Praxisbeispiel: Eine Arbeitnehmerin ist nach schwerer Krankheit noch im Betrieb angestellt, aber nur mit wenigen Wochenstunden im Rahmen einer Reha-Maßnahme beschäftigt. Da sie objektiv nicht mehr leistungsfähig ist, erhält sie trotz bestehendem Arbeitsverhältnis Nahtlosigkeits-Arbeitslosengeld.
Grenzen der Regelung
Nicht jede Person, die aus gesundheitlichen Gründen nur eingeschränkt arbeitsfähig ist, hat automatisch Anspruch auf Leistungen nach § 145 SGB III. Es bestehen klare Ausschlusskriterien, die den Zugang zur Nahtlosigkeitsregelung begrenzen.

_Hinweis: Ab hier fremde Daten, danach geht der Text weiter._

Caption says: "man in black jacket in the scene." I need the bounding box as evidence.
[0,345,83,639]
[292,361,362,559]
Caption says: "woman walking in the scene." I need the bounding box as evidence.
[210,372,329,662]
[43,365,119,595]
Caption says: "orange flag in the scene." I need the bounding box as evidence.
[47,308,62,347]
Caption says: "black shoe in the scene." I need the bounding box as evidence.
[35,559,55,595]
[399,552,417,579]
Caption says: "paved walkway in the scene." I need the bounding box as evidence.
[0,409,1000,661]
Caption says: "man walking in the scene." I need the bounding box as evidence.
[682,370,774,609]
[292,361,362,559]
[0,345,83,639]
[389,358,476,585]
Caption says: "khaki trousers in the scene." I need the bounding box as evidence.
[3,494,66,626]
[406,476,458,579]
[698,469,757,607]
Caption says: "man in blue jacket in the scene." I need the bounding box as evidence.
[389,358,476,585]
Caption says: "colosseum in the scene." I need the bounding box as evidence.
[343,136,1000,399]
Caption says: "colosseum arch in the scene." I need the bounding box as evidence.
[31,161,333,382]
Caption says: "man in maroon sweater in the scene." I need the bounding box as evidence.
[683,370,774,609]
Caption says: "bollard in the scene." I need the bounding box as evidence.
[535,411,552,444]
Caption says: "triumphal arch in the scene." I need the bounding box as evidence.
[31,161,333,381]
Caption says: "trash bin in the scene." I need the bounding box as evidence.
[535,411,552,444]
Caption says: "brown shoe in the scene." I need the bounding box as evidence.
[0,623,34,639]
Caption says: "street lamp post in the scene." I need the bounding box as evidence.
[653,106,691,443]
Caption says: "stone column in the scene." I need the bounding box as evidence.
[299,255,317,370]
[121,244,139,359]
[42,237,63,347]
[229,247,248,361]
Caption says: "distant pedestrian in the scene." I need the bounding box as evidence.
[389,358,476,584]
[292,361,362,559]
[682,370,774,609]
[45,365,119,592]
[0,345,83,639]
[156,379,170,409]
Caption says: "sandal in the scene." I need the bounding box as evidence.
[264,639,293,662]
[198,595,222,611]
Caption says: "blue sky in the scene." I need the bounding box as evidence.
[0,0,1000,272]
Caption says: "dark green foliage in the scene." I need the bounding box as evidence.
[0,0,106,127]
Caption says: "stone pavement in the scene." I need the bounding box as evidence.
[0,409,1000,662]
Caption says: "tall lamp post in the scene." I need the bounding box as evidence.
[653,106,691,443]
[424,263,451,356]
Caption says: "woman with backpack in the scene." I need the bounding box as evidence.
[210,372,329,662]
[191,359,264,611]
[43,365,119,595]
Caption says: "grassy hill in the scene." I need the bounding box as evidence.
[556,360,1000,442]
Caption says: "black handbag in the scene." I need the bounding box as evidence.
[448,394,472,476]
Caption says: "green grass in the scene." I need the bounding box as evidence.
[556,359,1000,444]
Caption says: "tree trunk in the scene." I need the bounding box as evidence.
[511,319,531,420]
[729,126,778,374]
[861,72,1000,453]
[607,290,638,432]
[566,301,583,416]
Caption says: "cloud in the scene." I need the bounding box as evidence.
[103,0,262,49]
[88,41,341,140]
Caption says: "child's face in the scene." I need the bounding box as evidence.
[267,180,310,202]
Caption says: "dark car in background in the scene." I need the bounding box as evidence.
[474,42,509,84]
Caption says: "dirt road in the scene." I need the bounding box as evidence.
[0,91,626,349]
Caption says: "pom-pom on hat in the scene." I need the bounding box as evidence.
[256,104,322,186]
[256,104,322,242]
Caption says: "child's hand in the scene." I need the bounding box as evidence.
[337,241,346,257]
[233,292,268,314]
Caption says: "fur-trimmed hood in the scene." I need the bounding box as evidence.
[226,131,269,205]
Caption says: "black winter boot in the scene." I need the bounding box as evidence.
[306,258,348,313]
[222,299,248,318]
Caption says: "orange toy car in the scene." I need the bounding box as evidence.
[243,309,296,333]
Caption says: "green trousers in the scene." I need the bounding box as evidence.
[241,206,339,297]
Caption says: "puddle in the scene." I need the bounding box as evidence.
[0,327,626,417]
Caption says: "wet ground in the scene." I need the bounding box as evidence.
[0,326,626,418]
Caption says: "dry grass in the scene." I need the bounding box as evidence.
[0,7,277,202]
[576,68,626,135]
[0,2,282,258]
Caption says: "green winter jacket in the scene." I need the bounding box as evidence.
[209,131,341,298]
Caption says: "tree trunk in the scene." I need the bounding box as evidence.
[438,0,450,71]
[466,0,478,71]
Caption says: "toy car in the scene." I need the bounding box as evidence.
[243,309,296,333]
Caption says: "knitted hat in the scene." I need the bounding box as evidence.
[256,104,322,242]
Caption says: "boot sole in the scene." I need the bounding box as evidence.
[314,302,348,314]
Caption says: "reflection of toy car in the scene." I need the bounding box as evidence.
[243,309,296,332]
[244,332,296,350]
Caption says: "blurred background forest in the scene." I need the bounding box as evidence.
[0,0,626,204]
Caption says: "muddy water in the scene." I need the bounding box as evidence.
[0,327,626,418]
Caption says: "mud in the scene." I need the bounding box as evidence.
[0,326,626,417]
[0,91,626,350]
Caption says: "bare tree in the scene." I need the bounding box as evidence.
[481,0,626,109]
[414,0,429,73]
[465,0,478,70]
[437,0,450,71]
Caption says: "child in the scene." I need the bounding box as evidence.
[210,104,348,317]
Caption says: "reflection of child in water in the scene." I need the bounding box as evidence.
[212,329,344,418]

So darf die eingeschränkte Arbeitsfähigkeit nicht auf selbst gewählte Umstände zurückzuführen sein. Wer beispielsweise aufgrund familiärer Verpflichtungen, wie der Betreuung von Kindern, weniger als 15 Stunden pro Woche arbeiten kann, fällt nicht unter diese Regelung.
Auch wenn die gesetzliche Rentenversicherung bereits rechtskräftig eine Erwerbsminderung festgestellt hat, entfällt der Anspruch auf das Nahtlosigkeits-Arbeitslosengeld. In solchen Fällen kommen andere Leistungen, wie die Erwerbsminderungsrente zum Tragen.
Antragstellung und Fristen: So sichern Sie den Anspruch
Die Agentur für Arbeit ist verpflichtet, Betroffene innerhalb kürzester Zeit aufzufordern, einen Antrag auf Rehabilitationsmaßnahmen oder Leistungen zur Teilhabe am Arbeitsleben zu stellen. Der Antrag muss innerhalb eines Monats erfolgen.
Fristversäumnis: Erfolgt die Antragstellung nicht rechtzeitig, ruht der Anspruch auf Arbeitslosengeld ab dem Folgetag.
Spätere Antragstellung: Wird der Antrag nachträglich gestellt, lebt der Anspruch ab dem Tag der Antragstellung wieder auf.
Tipp für Versicherte: Um einen nahtlosen Leistungsbezug sicherzustellen, sollte der Antrag möglichst frühzeitig gestellt werden – idealerweise noch während des Krankengeldbezugs.
Rückzahlung bei Rentenbewilligung
Wird nachträglich eine Erwerbsminderungsrente oder ein Übergangsgeld bewilligt, kann die Agentur für Arbeit bereits gezahlte Nahtlosigkeits-Leistungen von der Rentenversicherung zurückfordern. Die Leistungen werden dabei rückwirkend miteinander verrechnet. Das betrifft allerdings nicht die Versicherten selbst, sondern ausschließlich die beteiligten Träger.
Sonderfälle: Rente bereits vorhanden – was gilt?
Auch Personen, die bereits eine teilweise Erwerbsminderungsrente oder Berufsunfähigkeitsrente erhalten, können unter bestimmten Bedingungen vom Nahtlosigkeits-Arbeitslosengeld profitieren. Voraussetzung ist, dass sich ihr Gesundheitszustand erheblich verschlechtert hat und dadurch eine neue Form der Arbeitsunfähigkeit besteht. Hier wird im Einzelfall geprüft, ob die Nahtlosigkeitsregelung greift.